Resilience in the time of COVID-19
For regular visitors to this blog, you will know that I am a reader. And, while I’ve been very busy during this time of uncertainty making sure that our community is served to our highest standard, I do take the occasional moment to stop, take a breath and explore new perspectives.
I came upon a quote from Elizabeth Edwards, the wife of the former senator and 2004 Vice-Presidential candidate for the Democrats, John Edwards. Her life was not an easy one and in 2010 she was taken by cancer. She left though a legacy of hope and in her book Resilience: Reflections on the burdens and gifts of facing life’s adversities she wrote, “Resilience is accepting your new reality, even if it’s less good than the one you had before. You can fight it, you can do nothing but scream about what you’ve lost, or you can accept that and try to put together something that’s good.”
This resonated powerfully for me and caused me to think even more about how our school works so hard to build resilience in our students. When we talk about preparing MAC students to be Future Ready, we’re not talking just about giving them the tools and curriculum to help them pursue paths that will provide fruitful and meaningful employment. We’re talking about the entire panoply of human experience. Of learning to explore, to be curious, to seize the wonders of the present moment and how to welcome both the challenges and the opportunities that life confronts us with. No matter how you define success, we all need to be resilient, empowered, adaptable, and nimble to get there.
Since MacLachlan was founded we have challenged the traditions of education. The system as it existed for years (and still does to an extent) teaches about linearity. Our approach at MAC is to teach about what to do when the linear patter breaks, how to look for resilience and how to recover from disruption.

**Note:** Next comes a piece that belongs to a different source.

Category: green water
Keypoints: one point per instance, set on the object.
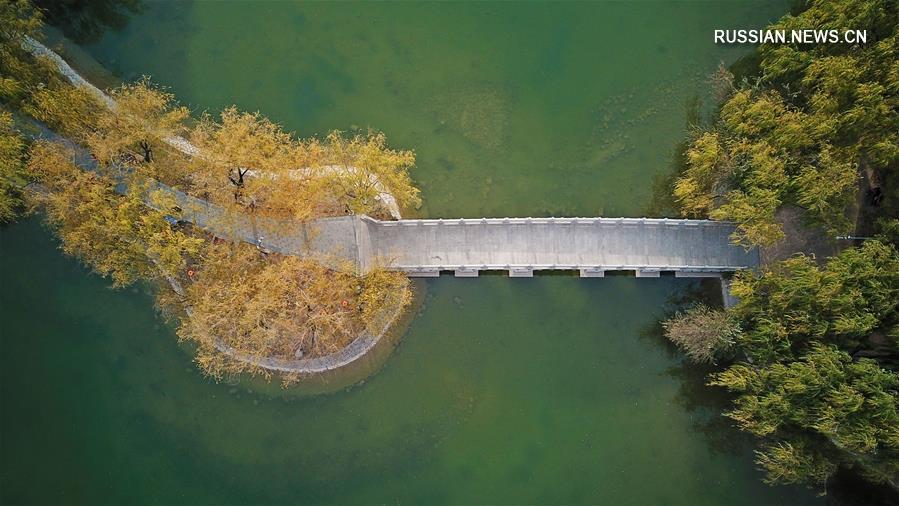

During this time of COVID-19 it can be extraordinarily difficult to see what is good. It can be a potentially overwhelming time when anxiety comes flooding down the pipe threatening to sweep us up in a tsunami of confusion.
But an interesting thing happens when you do as I do – stop, take a breath – and reflect. It’s a funny thing how once you identify those things for which you are grateful you begin to lose sight of the things which create anxiety.

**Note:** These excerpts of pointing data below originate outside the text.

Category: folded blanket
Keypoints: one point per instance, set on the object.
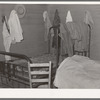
(78, 72)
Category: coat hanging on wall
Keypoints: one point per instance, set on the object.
(20, 9)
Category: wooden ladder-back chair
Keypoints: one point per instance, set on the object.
(40, 73)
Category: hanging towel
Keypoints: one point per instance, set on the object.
(69, 17)
(47, 24)
(15, 27)
(6, 39)
(88, 19)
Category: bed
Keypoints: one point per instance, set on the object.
(78, 72)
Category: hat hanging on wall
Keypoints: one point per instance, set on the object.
(20, 9)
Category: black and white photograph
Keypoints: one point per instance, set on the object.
(49, 46)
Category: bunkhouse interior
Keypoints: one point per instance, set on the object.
(53, 46)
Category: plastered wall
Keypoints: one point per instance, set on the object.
(33, 30)
(77, 12)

And what am I grateful for? Among many things it is knowing that the path we have chosen for our school is right. Knowing that even during a time such as this we can carry on teaching our students using powerful technological platforms. Knowing that by re-imagining possibilities we are able to maintain momentum and bring our students the tools information and their teachers that are so critical to enabling their future readiness.

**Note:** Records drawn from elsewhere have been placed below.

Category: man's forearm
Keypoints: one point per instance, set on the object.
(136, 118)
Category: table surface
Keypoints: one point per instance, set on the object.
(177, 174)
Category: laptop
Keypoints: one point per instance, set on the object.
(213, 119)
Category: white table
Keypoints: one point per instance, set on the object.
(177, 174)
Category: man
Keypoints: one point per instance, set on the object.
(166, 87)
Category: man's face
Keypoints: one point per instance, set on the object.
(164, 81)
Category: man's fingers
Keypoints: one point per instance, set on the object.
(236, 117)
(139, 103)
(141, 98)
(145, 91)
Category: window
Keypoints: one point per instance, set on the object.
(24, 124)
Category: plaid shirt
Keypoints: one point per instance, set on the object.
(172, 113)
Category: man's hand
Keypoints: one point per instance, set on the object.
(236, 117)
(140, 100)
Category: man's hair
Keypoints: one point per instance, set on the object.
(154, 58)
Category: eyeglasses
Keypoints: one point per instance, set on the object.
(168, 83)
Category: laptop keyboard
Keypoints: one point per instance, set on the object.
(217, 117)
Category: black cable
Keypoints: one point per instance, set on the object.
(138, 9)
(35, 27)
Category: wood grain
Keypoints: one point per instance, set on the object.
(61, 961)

Now here’s something extra that we’re doing for our parents and staff.
If you would like some guidance in how to stop and take a breath watch for the launch of MAC MINDFULNESS MEDITATION ZOOM ROOMS next Tuesday April 7th at 3:45. The session will consist of 15/20-minute live guided practices, and will cover all formal mindfulness practices including sitting, breathing, listening, body scan, awareness of thoughts, awareness of emotions, dealing with stress and anxiety. The sessions will be lead by Kate Kerr of Wake Up Kate.